A alteração no estatuto acabou se tornando um ponto de discussão no processo de eleição direta no partido, conhecido pela sigla PED, que terá que o sucessor de Gleisi na presidência. Virou um assunto eleitoral interno. O dirigente da Articulação de Esquerda, Valter Pomar, por exemplo, disse que não pretende entrar na Justiça, mas que a corrente deve fazer seu congresso em março com o objetivo de lançar chapa e candidatura nacionais, alternativa ao nome colocado por Lula, o do ex-ministro e ex-prefeito de Araraquara Edinho Silva. "Sobre entrar na justiça, claro que não. Nossa resposta a mais este atropelo será ganhar o PED", disse ao PlatôBR.

Lula continua dando as cartas na presidência do PT e sabe que a reforma que pretende fazer em seus ministérios tem potencial de calar as críticas a seu apoio a Edinho. Segundo petistas do Planalto, o presidente pretende anunciar no sábado, 22, o nome de Gleisi como ministra da Secretaria-Geral da Presidência. Essa será uma forma de tentar suplantar as divergências. Gleisi também tinha intenção de construir uma candidatura alternativa à de Edinho, no entanto, ela poderia desistir desse movimento se Edinho aceitasse manter Gleide Andrade, a aliada de Gleisi, na tesouraria. Esse é só um exemplo de interferência das decisões de Lula sobre o partido.

Outro aspecto da reforma tem consequência nas acomodações internas: para contemplar mais cargos para Centrão na Esplanada, o PT terá de perder espaço. Nesse quesito, outra insatisfação recai sobre o ministro Alexandre Padilha. Setores do partido se ressentem de terem sido preteridos na Esplanada dos Ministérios de Lula muito em função da articulação política feita por ele nos dois primeiros anos. Rivais de Padilha no PT apontam que ele deixou o governo refém do Centrão. Sem Padilha, reclamam, não existiria União Brasil no governo, por exemplo. A intenção de Lula de levá-lo para o Ministério da Saúde é vista por essas pessoas como um prêmio depois de uma condução "desastrosa" da articulação feita por Padilha.

Juros e ajuste fiscal
Não é de hoje que as críticas de integrantes do PT à política econômica desenvolvida por Fernando Haddad no governo são feitas em público. Neste governo, por exemplo, Gleisi Hoffmann e os setores mais à esquerda se levantam contra cortes de despesas nos ajustes fiscais e contra a taxa de juros do Banco Central. No final de janeiro, em conversa com jornalistas no Planalto, o próprio Lula saiu em defesa da presidente do partido. "O pessoal fala: ‘Ah, mas ela é muito radical para ser presidente do PT’. Ora, para ser presidente do PT, ela tem que falar a linguagem do PT. Se ela não (agisse) assim, que ela fosse para o PSDB”, disse o presidente.

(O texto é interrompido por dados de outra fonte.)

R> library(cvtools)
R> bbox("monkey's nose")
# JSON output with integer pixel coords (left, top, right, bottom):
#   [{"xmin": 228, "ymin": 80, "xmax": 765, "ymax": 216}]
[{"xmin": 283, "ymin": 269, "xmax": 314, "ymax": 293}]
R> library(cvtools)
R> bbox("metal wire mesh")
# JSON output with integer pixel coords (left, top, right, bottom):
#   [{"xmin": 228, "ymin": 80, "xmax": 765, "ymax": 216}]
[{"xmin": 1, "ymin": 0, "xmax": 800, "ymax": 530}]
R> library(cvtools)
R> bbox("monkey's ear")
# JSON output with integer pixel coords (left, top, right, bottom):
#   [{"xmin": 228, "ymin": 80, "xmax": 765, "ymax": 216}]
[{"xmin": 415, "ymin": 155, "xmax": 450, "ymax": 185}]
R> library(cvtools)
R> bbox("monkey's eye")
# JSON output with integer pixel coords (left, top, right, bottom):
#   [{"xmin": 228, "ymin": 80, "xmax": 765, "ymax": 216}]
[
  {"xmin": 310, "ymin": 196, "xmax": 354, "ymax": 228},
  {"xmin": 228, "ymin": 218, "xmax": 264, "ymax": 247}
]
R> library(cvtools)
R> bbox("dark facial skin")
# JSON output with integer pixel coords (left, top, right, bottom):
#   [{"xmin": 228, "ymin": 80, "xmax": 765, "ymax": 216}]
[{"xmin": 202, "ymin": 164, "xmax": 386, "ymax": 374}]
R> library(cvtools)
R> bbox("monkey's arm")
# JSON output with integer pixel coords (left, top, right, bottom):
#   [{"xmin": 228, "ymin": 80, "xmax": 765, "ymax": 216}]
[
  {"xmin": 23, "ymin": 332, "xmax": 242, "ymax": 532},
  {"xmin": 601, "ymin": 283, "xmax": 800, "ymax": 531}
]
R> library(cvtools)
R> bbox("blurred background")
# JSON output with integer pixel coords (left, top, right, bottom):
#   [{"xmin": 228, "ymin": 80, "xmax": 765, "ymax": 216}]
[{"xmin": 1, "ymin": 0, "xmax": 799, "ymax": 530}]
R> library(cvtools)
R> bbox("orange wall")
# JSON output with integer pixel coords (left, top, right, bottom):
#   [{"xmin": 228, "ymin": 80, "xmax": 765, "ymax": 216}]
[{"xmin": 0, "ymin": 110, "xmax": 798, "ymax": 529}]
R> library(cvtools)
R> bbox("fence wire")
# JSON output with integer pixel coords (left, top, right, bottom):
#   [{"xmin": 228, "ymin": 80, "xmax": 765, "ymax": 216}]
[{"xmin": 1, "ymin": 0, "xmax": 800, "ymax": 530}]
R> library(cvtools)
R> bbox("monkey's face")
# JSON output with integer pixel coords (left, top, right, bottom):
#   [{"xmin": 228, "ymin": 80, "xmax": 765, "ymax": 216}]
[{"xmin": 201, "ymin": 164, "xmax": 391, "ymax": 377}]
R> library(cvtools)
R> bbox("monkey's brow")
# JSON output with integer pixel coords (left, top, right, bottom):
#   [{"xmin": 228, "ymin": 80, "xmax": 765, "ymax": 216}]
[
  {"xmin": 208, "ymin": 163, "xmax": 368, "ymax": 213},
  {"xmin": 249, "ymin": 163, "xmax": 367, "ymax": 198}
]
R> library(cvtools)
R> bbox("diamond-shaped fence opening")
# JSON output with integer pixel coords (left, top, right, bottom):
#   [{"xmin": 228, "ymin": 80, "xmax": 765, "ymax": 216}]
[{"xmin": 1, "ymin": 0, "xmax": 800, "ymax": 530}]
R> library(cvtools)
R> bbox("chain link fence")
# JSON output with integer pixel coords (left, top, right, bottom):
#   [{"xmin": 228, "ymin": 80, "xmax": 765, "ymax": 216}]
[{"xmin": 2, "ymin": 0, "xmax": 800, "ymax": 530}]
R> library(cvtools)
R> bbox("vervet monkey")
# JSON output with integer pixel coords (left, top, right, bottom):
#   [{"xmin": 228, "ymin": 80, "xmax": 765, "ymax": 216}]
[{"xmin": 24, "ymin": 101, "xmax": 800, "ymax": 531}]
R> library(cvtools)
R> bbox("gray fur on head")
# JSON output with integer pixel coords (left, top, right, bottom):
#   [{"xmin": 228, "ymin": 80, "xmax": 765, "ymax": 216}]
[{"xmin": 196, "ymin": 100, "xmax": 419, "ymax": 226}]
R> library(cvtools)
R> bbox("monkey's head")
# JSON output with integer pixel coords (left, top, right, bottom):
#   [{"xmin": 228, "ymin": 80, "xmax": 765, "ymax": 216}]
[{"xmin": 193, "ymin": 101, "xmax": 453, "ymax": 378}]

Apesar da contemporização de Lula, as divergências internas continuam evidentes. Esses embates, sobre economia ou outros temas, diga-se, são comuns e fazem parte nos 45 anos de história da sigla. Apenas mudam, ao longo do tempo, os motivos das trombadas entre os dirigentes e as correntes. Nesse campo minado, o presidente tentará somar na festa um ponto positivo em sua relação com o partido, pedindo licença para levar Gleisi para o governo.